Ever since health care reform became a prominent political issue, the question of how to pay for it has plagued the debate. There is no question that whatever reform is adopted, it isn’t going to be cheap. Providing health insurance and real access to health care for nearly 50 million people who are currently uninsured isn’t a cheap proposal. A couple of the ideas on the table right now are a tax on “sin foods” and a tax on “Cadillac health insurance plans.” I can see the former having some measure of success. Yes, it’s a regressive tax, since junk food is more heavily consumed by lower income people. But if a tax were to significantly raise the prices of these foods, would that still be the case? If corner stores (where a lot of inner city people are forced to shop) carried fresh produce in addition to junk food, and the “sin food tax” made the junk food more expensive, perhaps the tax would discourage people from purchasing the junk food. I’m sure that’s not what the snack food makers want, but it does make sense. And it is a potential revenue stream.
But I can’t see any way that a tax on “Cadillac health insurance plans” wouldn’t end up just being passed on to the employees who are covered by the plans. Yes, there are some CEOs who have health insurance plans that cost more than a lot of people earn in a year, but they are the exception, not the rule (and no, I have no problem with a tax imposed on a CEO’s $40,000+ health insurance policy). But most people who have employer-sponsored health insurance don’t have a lot of choice in terms of what coverage they get. They may have two or three options to choose from, and not a lot of explanation about what the various options entail. Most people I talk to end up choosing based on how much they have to pay for the policy, or on how much they think they might be using health care in the coming year. But after the initial selection, inertia often causes people to just stick with what they have.

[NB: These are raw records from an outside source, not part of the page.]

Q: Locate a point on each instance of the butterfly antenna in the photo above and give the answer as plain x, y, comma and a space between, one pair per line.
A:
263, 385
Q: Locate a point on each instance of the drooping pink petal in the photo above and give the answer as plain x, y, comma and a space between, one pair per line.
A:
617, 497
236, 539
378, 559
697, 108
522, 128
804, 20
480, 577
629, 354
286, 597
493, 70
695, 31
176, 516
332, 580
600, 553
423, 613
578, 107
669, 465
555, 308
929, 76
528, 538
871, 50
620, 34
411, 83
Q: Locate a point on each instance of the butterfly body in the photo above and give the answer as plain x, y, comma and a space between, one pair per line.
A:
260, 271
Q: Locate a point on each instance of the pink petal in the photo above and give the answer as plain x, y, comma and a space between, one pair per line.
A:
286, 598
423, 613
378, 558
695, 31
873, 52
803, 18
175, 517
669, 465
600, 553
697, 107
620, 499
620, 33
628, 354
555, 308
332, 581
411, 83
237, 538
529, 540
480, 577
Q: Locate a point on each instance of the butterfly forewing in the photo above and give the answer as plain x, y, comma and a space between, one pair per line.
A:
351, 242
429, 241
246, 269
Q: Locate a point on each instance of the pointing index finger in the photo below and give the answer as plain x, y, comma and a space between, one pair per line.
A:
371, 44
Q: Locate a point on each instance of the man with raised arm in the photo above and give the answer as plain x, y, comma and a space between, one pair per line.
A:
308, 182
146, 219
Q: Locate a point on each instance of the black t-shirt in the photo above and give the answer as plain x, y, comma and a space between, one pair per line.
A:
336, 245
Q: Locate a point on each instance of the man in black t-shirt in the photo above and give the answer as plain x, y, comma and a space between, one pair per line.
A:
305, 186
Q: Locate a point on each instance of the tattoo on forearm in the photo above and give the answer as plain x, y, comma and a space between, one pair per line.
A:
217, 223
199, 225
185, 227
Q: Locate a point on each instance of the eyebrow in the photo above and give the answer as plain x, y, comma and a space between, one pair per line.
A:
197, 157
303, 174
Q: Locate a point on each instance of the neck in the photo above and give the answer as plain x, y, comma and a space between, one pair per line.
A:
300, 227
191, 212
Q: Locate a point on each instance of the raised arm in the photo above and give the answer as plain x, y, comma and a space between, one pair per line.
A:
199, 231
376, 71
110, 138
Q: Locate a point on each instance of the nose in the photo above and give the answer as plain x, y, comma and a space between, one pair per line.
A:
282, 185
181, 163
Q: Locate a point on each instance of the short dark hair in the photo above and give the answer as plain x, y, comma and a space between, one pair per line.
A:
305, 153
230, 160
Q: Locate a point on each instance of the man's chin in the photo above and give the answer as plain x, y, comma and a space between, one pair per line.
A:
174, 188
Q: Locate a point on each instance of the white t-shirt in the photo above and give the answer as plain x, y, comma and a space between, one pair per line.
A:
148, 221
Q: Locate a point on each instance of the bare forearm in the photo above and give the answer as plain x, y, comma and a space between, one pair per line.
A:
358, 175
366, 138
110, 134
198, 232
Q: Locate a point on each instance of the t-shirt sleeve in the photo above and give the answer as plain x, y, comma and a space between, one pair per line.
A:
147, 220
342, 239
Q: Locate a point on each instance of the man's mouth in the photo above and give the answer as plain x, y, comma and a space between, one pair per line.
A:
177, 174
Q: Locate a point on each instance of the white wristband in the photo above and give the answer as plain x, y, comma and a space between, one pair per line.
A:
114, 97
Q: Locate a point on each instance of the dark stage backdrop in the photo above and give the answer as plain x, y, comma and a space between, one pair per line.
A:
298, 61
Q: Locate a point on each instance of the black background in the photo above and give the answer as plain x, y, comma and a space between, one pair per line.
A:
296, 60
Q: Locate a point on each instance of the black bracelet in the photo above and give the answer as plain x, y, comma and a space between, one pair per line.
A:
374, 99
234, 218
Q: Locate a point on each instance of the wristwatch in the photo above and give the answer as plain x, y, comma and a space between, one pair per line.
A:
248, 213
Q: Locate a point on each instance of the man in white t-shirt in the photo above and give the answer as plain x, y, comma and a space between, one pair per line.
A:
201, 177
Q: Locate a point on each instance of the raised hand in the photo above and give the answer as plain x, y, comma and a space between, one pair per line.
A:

And “Cadillac health insurance plans” are becoming somewhat rare. Employers are constantly trying to lower company health care costs, which means that HSA qualified plans (nothing Cadillac about those) and other options with fewer bells and whistles are becoming the norm. In the individual health insurance market, the change has been profound too. Seven years ago, when Jay and I first got into the health insurance industry in Colorado, it was common to see $500 deductibles, $25 office visit copays, and prescription copays with no deductible. Now a plan like that is as rare as a two-headed goat. These days, clients call looking for $5000 deductible plans, are curious about HSA qualified plans, and are just generally trying to get a policy they can afford. It might not be their ideal policy, but often their ideal either doesn’t exist anymore, or if it does, it’s too expensive.
I suppose a tax on individual health insurance plans that still have lots of bells and whistles could make sense. People who are purchasing health insurance on their own do have lots of options from which they can choose, and if they still wanted to buy a “Cadillac plan” despite an addition tax, so be it. But I think most of this legislation is aimed at employer-sponsored plans. Employees don’t have hundreds of choices when it comes time to fill out their open-enrollment forms each year. And an extra tax on these plans would almost certainly be passed along to the employees. That might result in more employees opting to waive coverage, which would be counter-productive.
I agree that it’s unfair that two people can have vastly different health insurance coverage simply because of where they work. But taxing the better health insurance plans could result in costs being pushed on to workers who may not be able to afford it, and who may opt to go without health insurance instead. Especially for workers who only have one coverage option through their employer, a tax on this coverage simply because it’s expensive (which is often just a result of living in an area where health care is more expensive, and not due to fancy coverage at all) doesn’t seem fair.
If we’re going to tax expensive health insurance policies, we need to make sure that employees have lower-priced options available too, and are educated about the costs and benefits associated with each plan.